To pilot the initiative, Transit Link has linked up with UOB in a move that will give holders of UOB credit cards a headstart on using this service, starting on Friday.
Commuters holding Visa, MasterCard or JCB cards issued by UOB will be able to insert these credit cards into the general ticketing machines or use contactless payment methods such as Visa payWave and MasterCard PayPass to top-up their Cepas cards.
Mobile-payment systems such as UOB Mighty and Apple Pay (a UOB card has to be selected) will also work.
Until January, credit cards from other banks will not be able to perform such transactions; thereafter, all foreign and locally-issued credit and debit cards will be accepted. The full range of credit cards from banks supported by Apple, Samsung and Android Pay will also be available then, Transit Link said.
Transit Link chief executive Lee Yuen Hee told reporters at a media preview on Thursday that by using credit cards to top up the balance on their Cepas cards, commuters will not need to slot in cash or key in their PIN, which translates into time savings.
"The whole idea is to extend the cashless lifestyle that the public is used to in the retail space to the transit space."
He expressed hope that through the initiative, cashless top-up payments at the general ticketing machines will go up by at least 10 per cent.
At present, about two-thirds of payments made at these machines are cash payments, Transit Link said.

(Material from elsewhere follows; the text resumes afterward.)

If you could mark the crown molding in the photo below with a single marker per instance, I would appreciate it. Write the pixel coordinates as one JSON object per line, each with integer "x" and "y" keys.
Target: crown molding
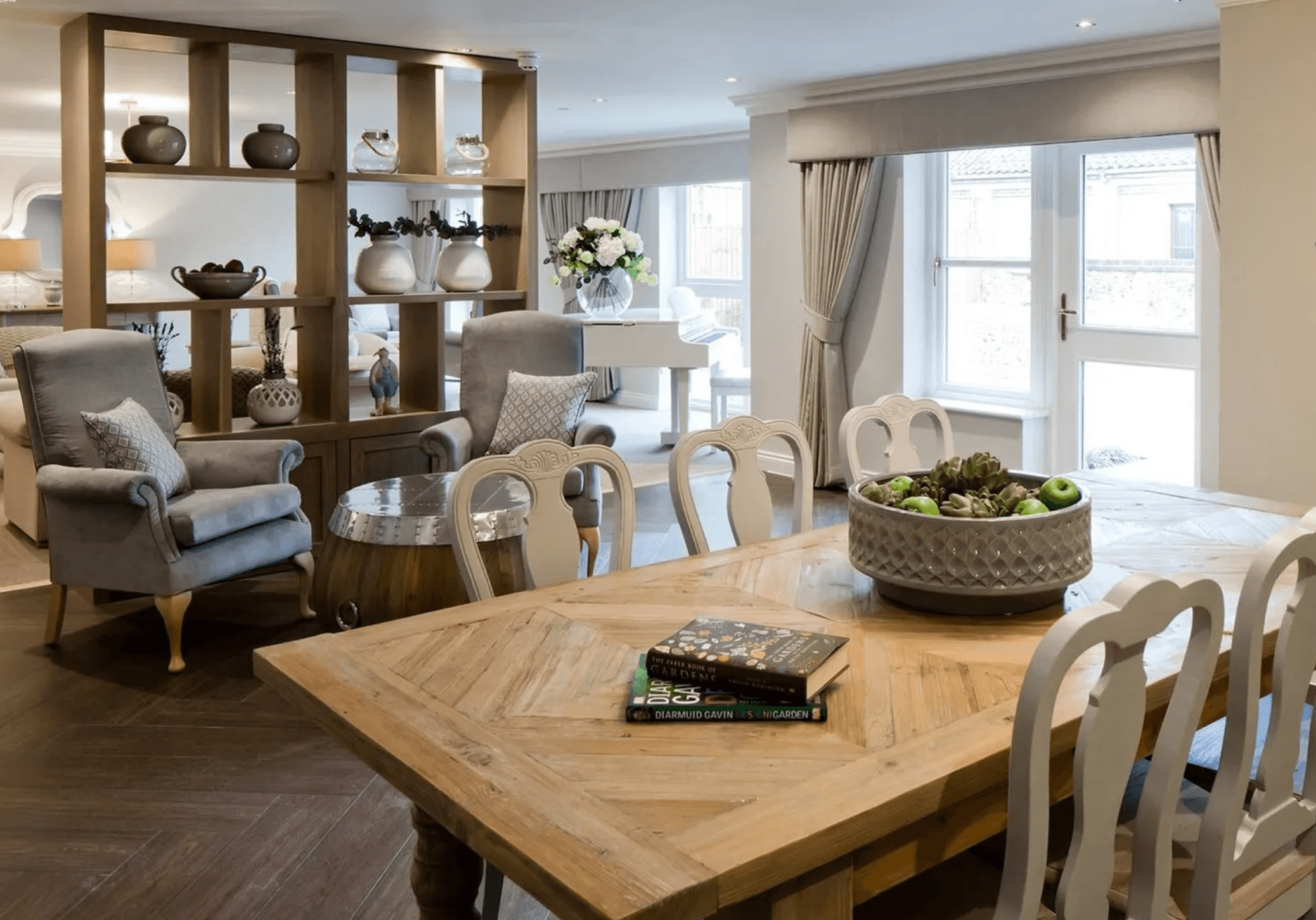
{"x": 1054, "y": 63}
{"x": 643, "y": 144}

UOB has found that in a survey among 120 adult public transport commuters, 37 per cent said they preferred using contactless payment options when topping up their Cepas cards. The "enhanced convenience" from tapping with a smartphone or credit card was cited as the key factor, UOB noted.
Dennis Khoo, the bank's head of personal financial services in Singapore said: "Transit is an integral part of the consumer's daily life. Expanding contactless acceptance points to the general ticketing machines will further the adoption of such payments and reinforce the move towards a cashless economy."